В это время подёргавший ручку Марк убедился в том, что калитка была заперта. Достав из кармана рюкзака ключи, он открыл дверь и, приглашая меня жестом, сообщил:
— Проходи, не бойся. Кажется, мама ушла к соседке, а отец с работы обычно поздно приезжает. Тебе повезло.
Новость была весьма приятной и, услышав её, я действительно смог почувствовать себя немного лучше.
Через пару минут мы зашли в дом. Как и ожидалось, внутреннее убранство ничуть не уступало внешнему фасаду. Стоя на пороге прихожей, которая через арочный проём плавно перетекала в гостиную, я окинул взглядом просторную светлую комнату. Высокие потолки делали и без того не маленькое пространство дома вовсе огромным, а до блеска натёртые паркеты отражали в себе дневной свет, проникающий в помещение через большие овальные окна. Почти вся мебель была деревянной, но, хоть я и не разбирался в сортах древесины, понимал, что стоила она, наверное, как весь моей клоповник целиком. Посередине гостиной стояли внушительного вида кожаный диван и пара таких же кресел, разделяемые резной столешницей прямоугольного кофейного столика. В задней части комнаты, скрытые за многочисленными книжными полками, прятались винтовая лестница на второй этаж и дверь на кухню.
— Заходи, не стесняйся, — поторопил меня Марк, который уже успел повесить плащ на вешалку и теперь кружил по гостиной, поправляя диванные подушки и занавески на окнах.
«И ради кого старается только», — вздохнул я и скинул на банкетку видавшую виды куртку, едва ли заслуживавшую, чтобы её вешали.
— Руки можешь помыть на кухне, — Марк указал мне на замеченную ранее дверь. — А потом подожди меня здесь, я пока поднимусь в комнату и переоденусь.
Я сделал, что мне сказали, и после того, как, чуть случайно не свернул на кухне кран, который, как выяснилось, не поворачивался, нерешительно опустился на холодный диван. Барабаня пальцами по коленке, я всё ещё оглядывался по сторонам и пытался представить себе, каково было быть человеком, который живёт в такой обстановке. Я решил, что, будь я на месте Марка, я был бы намного более заносчивым и, имея такой дворец, зазнался бы настолько, что едва ли согласился ходить в обычную общеобразовательную школу, где учились дети из более простых семей.

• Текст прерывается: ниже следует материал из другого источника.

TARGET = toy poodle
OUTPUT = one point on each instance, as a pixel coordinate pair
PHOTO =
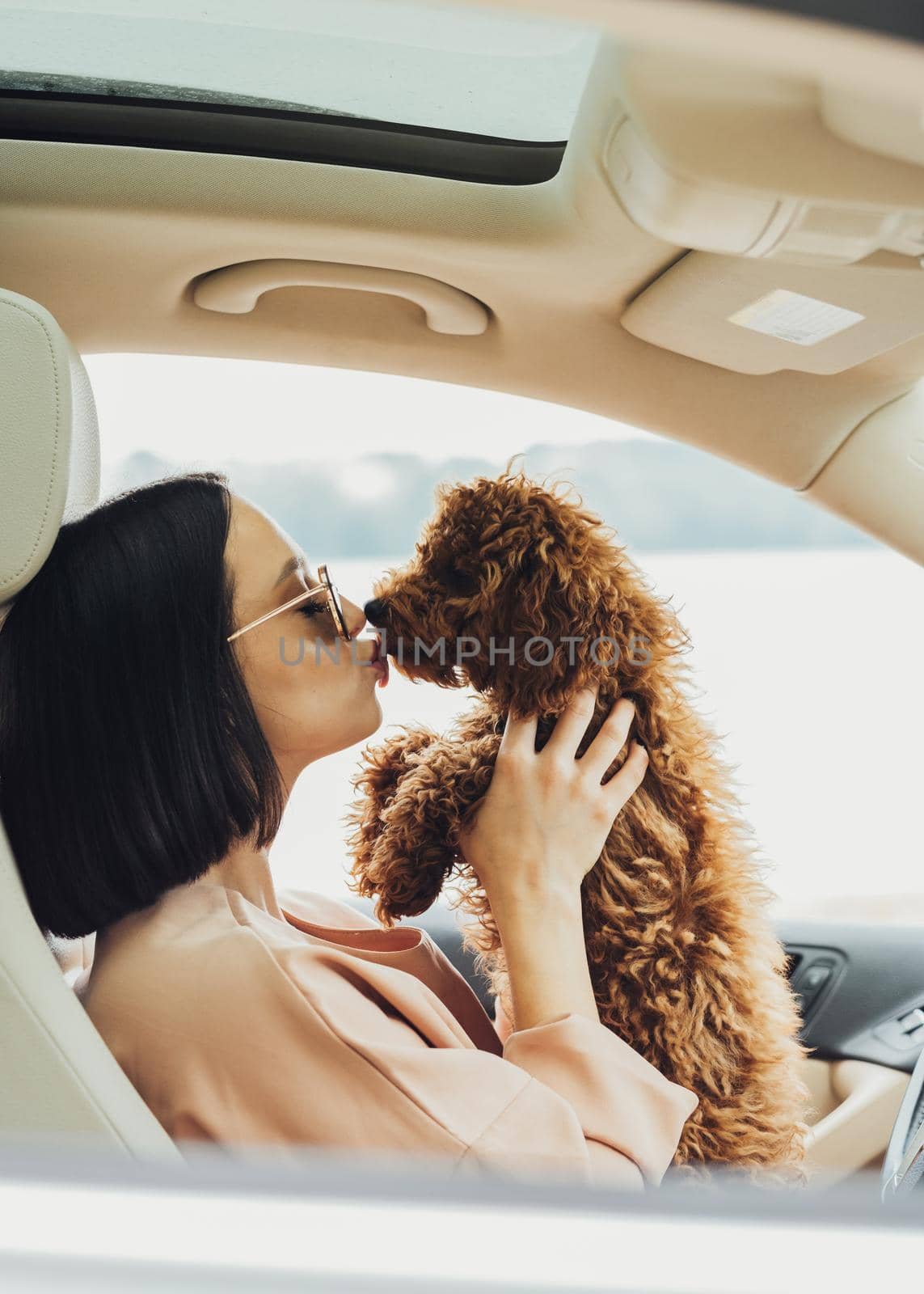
(684, 961)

Однако Марк был не таким. После нашего знакомства я в результате довольно быстро рассказал ему о том, в каких условиях жил и какие у меня были взаимоотношения с матерью, которая то по пьяни напрочь забывала о моём существовании, то постоянно колотила, когда была трезвой. Я думал, что из-за этого признания Марк станет меня презирать, но он лишь посочувствовал моей ситуации и, чего я вовсе не ожидал, крепко обнял меня после того, как услышал мой рассказ. Хоть он и жил идеальной жизнью в роскошном доме и всегда одевался с иголочки, в конечном счёте это нисколько не отражалось на его открытой и светлой душе.